Faut-il le rappeler ? La lecture du résultat d’une élection est en soi un enjeu politique. Après les 58,55 % obtenus par leur candidat, dimanche, face à Marine Le Pen, il n’est donc pas surprenant d’entendre les porte-parole et soutiens d’Emmanuel Macron vanter sa « très large majorité » et son « score historique ». « Sans appel », renchérit Aurore Bergé. Et la députée des Yvelines d’ajouter qu’« il a réussi ce que personne ne pensait possible », parvenir à se faire réélire en gagnant « un million de voix dès le premier tour », signe d’« un choix d’adhésion ». Et, selon elle, « la campagne d’entre-deux tours a aussi réussi à convaincre ceux qui pouvaient hésiter ». C’est effacer un peu vite les 42 à 47 % de ses électeurs (1) qui ont mis dans l’urne au second tour un bulletin Macron uniquement pour contrer Marine Le Pen.
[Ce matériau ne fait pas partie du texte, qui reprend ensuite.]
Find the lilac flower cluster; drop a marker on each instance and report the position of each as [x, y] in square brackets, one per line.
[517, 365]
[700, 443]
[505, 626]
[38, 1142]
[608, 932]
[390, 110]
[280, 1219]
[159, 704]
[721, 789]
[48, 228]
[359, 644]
L’exploit célébré n’a toutefois rien d’éclatant. L’insistance aussi unanime que maladroite avec laquelle tous les macroniens s’appliquaient lundi, sur toutes les antennes, à contester l’affirmation de Jean-Luc Mélenchon selon laquelle leur champion est « le président le plus mal élu de la Ve République » tend à prouver que le leader de l’Union populaire a vu juste. « Mensonger et irresponsable », a tonné le sous-ministre aux Affaires européennes, Clément Beaune, pour qui ce serait « faux en nombre de voix, en % des votants comme des inscrits ». Un élément de langage repris sur France 2 par Christophe Castaner, qui a cru intelligent d’indiquer que « le président Mitterrand par deux fois a fait moins bien en nombre de voix et en pourcentage ». En 1988, la France comptait 38 millions d’électeurs, 10 millions de plus en 2022. Faux aussi pour François Bayrou, qui rappelle sur LCI que « le seul précédent d’un président à l’exercice du pouvoir réel réélu l’avait été en 1965 avec 55 % des suffrages exprimés ». De Gaulle était face à François Mitterrand, candidat unique de la gauche, pas en compétition avec la chef de file d’un parti d’extrême droite, dont Jacques Chirac avait écrasé en 2002 le fondateur à 82,2 %, un score réellement sans appel.

Le triomphalisme des soutiens d’Emmanuel Macron n’a pas de raison d’être. Ne leur en déplaise, près de deux Français sur trois n’ont pas voté pour lui ; et avec 38,52 % des inscrits, il est bien le président le plus mal élu après Georges Pompidou en 1969.